Very serious thoughts, simultaneously sophisticated, knowing the truth, and childish, wanting & needing America to set the example, to be the example that it can be. In truth, that’s where I am, too. With my head, I know that the country has come to a perilous point, wish it weren’t true, and am hopeful that we can pull ourselves together and become great again, like so many other times in our history.

Vowell ends the book with John F. Kennedy, as he contemplated the beginning of his presidency, and, wouldn’t you know it, he also invokes Winthrop’s city on a hill.

“‘I have been guided by the standard John Winthrop set before his shipmates on the flagship Arabella three hundred and thirty-one years ago, as they, too, faced the task of building a new government on a perilous frontier,’ Kennedy says.

Then he boils down the two phrases from [Winthrop’s] “A Model of Christian Charity” that mean the most to him: ‘We must always consider, [Winthrop] said, that we shall be as a city upon a hill. The eyes of all people are upon us.’

I fall for those words every time I hear them, even though they’re dangerous, even though they’re arrogant, even though they’re rude.

‘Today the eyes of all people are truly upon us,” Kennedy points out. He does not mention that the whole world is starting in America’s direction because we have a lot of giant scary bombs, but I am guessing that is partly what he meant. He says that he hops that all branches of government, from the top on down, are mindful of ‘their great responsibilities.’ Responsibilities that include trying not to use the giant scary bombs.

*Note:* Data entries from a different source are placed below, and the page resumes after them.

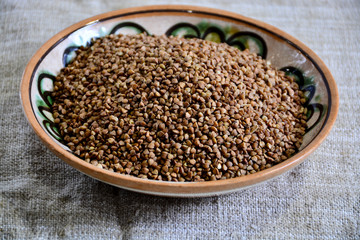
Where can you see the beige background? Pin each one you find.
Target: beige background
(43, 198)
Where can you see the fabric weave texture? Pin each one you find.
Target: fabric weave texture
(41, 197)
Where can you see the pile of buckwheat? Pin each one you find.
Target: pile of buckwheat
(175, 109)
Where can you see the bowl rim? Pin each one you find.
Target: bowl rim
(178, 188)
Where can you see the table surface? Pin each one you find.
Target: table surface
(42, 197)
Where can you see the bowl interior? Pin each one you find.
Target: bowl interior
(238, 32)
(272, 47)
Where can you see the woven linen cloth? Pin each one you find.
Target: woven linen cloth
(44, 198)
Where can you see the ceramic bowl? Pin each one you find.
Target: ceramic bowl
(282, 50)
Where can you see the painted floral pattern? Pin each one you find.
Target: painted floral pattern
(204, 30)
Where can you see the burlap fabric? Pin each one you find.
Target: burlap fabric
(43, 198)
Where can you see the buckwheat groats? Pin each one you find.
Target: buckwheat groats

He does not sound entirely steady. ‘I ask for your help and your prayers, as I embark on this new and solemn journey,’ he pleads. At this grave moment, he is not a man merely talking about the Arabella. He is on the dock in Southampton, ready to board the Arabella, along with the people before him. The mood is ominous and the fear is real. But this is a new beginning and he is not alone.”

So those bits are worth the price of admission right there, and why I keep coming back to reading Sarah Vowell’s banter about somewhat humorless people who lived centuries ago. Because in her words I find hope, certainly, empathy of views for sure, and people whose actions and words we can all aspire to.